In the past decades polymers have found entrance to ever more sophisticated applications, replacing or complementing more traditional materials. This growin
g demand has been the main driving force behind the rapid development in polymer processing technologies, which among others include the manufacturing of composite materials, coating technology, reaction-injection-molding and many more. All these technologies depend on control over the polymerization process and one of the challenges for polymer chemists has been the design of polymerization catalysts that can be “switched on” from an inactive state by application of an external trigger such as heat or light.
The advantages of such latent catalytic systems are numerous. Most importantly, they allow for controlling the onset of polymerization exactly where and when it is desired, but they also provide enhanced production safety and simplify the technological setup as the problematic in-situ addition of (highly reactive) chemicals and mixing problems are avoided. Latent catalysts can be stored together with the monomers without premature reaction occurring, thus enabling the use of single-component formulations that are ready to polymerize, simply by application of the appropriate stimulus.
Appealing as these beneficial aspects of latent catalysis are, realization remains still challenging in many cases. A fast and quantitative activation step is desired, which means that the transition from perfect latency to high activity has to be swift, and yet the pre-catalysts have to be stable enough to remain inert under storage conditions in a chemical environment that contains fillers, stabilizers, solvents and other additives. Furthermore, the processing conditions themselves are highly versatile, ranging from large polymer parts to ultra-thin films, from polymerizations under protective gas atmosphere to outdoor applications, from light-weight construction to dental fillings. This imposes severe requirements on the latent catalysts, and it is clear that good performance can only be expected from a clever design of these.

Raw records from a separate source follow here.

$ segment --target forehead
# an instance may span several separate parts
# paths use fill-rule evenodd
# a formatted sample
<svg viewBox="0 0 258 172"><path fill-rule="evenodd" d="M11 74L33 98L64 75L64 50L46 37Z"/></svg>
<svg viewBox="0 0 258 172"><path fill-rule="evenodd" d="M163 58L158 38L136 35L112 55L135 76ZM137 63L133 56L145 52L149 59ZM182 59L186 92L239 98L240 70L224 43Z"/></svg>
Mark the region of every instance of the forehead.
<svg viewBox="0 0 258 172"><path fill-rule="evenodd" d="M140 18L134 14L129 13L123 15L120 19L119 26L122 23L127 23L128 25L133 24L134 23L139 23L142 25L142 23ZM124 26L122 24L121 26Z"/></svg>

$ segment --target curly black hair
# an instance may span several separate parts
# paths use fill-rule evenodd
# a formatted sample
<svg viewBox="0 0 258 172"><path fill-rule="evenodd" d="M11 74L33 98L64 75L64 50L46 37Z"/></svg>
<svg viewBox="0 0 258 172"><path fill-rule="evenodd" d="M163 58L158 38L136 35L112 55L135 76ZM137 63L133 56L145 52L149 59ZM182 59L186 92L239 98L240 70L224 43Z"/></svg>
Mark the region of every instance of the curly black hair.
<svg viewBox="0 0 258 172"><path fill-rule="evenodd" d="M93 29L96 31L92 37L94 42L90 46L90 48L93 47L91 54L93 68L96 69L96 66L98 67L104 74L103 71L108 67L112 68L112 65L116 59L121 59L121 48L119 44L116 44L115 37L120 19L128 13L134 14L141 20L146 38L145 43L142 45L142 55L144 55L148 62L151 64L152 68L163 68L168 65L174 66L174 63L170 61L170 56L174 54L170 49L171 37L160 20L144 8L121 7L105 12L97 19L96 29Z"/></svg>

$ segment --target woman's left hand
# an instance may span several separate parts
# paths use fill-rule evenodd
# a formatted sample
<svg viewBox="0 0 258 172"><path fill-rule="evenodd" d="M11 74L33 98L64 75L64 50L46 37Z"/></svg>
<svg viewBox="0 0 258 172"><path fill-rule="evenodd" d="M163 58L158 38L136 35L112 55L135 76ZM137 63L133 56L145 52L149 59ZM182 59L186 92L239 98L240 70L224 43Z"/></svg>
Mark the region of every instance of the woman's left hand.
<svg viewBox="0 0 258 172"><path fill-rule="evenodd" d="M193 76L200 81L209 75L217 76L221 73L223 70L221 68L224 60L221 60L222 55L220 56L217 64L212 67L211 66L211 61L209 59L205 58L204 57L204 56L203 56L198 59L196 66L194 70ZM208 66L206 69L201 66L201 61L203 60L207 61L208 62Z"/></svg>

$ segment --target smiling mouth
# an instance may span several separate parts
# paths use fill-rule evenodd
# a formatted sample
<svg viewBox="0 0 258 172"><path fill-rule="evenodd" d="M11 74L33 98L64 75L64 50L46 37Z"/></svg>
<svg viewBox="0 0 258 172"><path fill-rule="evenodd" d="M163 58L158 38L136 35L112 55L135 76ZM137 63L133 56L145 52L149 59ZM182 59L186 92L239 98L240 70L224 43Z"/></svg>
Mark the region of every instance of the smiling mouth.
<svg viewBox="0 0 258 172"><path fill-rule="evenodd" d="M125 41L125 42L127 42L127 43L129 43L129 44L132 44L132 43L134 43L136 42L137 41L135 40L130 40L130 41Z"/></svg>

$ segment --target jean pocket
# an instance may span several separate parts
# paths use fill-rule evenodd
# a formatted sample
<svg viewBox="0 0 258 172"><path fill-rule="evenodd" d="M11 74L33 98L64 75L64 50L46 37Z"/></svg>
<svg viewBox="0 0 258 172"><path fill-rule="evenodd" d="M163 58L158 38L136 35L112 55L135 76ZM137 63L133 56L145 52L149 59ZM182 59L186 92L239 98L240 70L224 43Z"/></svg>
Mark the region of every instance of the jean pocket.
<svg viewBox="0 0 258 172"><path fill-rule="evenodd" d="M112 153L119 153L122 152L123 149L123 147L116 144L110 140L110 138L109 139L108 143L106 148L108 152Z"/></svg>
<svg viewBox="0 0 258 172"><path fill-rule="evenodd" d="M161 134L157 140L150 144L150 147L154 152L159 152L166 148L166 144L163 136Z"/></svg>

Naumann and Buchmeiser now review established as well as just emerging latent polymerization systems, focusing on the multiple chemical venues that can be taken to achieve latent behavior. It is shown that matching latent polymerization techniques exist for the individual polymer processing methods. Special emphasis is put on protected N-heterocyclic carbenes, a relatively new class of latent catalysts. Mechanistic considerations and future challenges are discussed and the advantageous application of latent catalysis is demonstrated, including the preparation of polyurethanes, polyamides, polyesters, polyacrylates, epoxy resins and metathesis-derived polymers employing (UV-)light, heat, mechanical force or electrochemical potentials as external triggers. The presented examples cover ionic and radical as well as metathesis- and polyaddition-based mechanisms.